There is evidence of a difference in the decreased amplitude of ankle eversion and inversion movement with the use of G-Exos in the volunteers with foot drop, for the hybrid, active and passive systems, when compared with the gait samples without the use of G-Exos. It is also possible to verify that there was a significant difference in performing the eversion and inversion movements on the ground l between the hybrid and active and passive systems.
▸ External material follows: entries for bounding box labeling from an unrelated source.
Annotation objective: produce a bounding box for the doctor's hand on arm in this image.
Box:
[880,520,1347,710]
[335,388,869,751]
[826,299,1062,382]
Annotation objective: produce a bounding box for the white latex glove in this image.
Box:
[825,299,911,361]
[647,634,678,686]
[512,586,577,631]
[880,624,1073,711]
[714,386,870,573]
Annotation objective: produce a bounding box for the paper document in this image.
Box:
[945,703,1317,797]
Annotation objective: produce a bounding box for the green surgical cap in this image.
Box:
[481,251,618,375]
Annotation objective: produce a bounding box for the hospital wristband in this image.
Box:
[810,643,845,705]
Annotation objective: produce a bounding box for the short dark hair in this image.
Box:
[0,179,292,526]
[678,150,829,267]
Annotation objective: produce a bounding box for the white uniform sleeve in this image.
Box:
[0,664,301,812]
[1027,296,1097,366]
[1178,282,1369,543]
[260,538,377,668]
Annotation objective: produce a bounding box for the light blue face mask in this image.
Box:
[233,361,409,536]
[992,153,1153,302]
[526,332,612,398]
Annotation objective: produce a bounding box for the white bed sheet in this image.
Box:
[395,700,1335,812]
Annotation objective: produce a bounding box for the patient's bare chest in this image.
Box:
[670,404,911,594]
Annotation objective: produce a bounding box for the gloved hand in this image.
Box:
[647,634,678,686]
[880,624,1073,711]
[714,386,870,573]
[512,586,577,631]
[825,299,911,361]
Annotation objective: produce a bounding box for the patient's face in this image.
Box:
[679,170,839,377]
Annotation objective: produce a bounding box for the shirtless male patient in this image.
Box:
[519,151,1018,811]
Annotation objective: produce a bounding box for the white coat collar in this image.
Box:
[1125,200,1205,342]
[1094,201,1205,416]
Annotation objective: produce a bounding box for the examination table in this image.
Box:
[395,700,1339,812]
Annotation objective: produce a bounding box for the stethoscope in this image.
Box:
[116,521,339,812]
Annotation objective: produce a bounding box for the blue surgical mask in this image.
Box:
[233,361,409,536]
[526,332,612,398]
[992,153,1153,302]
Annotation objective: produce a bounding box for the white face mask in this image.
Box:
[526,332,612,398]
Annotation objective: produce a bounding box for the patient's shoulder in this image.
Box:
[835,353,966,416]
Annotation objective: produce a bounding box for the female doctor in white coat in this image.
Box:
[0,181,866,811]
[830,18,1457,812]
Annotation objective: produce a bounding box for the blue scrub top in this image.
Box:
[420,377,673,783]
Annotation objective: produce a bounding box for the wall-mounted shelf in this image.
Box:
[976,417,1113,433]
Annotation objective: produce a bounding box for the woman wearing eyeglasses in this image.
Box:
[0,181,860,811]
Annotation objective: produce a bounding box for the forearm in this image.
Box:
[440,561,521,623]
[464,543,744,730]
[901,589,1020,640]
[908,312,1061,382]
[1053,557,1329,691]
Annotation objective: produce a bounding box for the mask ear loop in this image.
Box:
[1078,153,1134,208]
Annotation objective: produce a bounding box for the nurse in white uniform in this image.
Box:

In the individual statistical analysis, there is evidence of a difference in the decrease in amplitude of ankle eversion and inversion movements with the use of G-Exos, for the hybrid, active and passive systems, when compared to the gait samples without the use of G-Exos on the ground. It is worth noting that there is no evidence of a difference in the decreased amplitude of ankle eversion and inversion movements with the use of G-Exos for the N3 and N4 volunteers. The volunteer N3 presents significant ankle stability, controlling the ankle eversion and inversion movements. This fact may show that there was no need for the G-Exos assistance.
In the analysis of volunteer N4, it was possible to verify that due to the high spasticity presented and ankle eversion/inversion, the G-Exos was not effective in promoting assistance in these specific movements. Thus, future studies should analyze the G-Exos functionality according to the degree of spasticity of the volunteers.
In a general context, it was possible to obtain statistical validation and prove that the G-Exos assisted the gait of the volunteers with foot drop by assisting the ankle dorsiflexion, inversion, and eversion movements. The three configurations tested in the G-Exos were effective in assisting the aforementioned movements.
Even though the results showed significant assistance in gait, the experiment was carried out with a small sample size and needs a larger and more homogeneous sample group. We believe that G-Exos could present a greater usability for the development of day-to-day tasks, and it could possibly be used beyond the clinical application helping the human being in alleviating the symptoms of different diseases.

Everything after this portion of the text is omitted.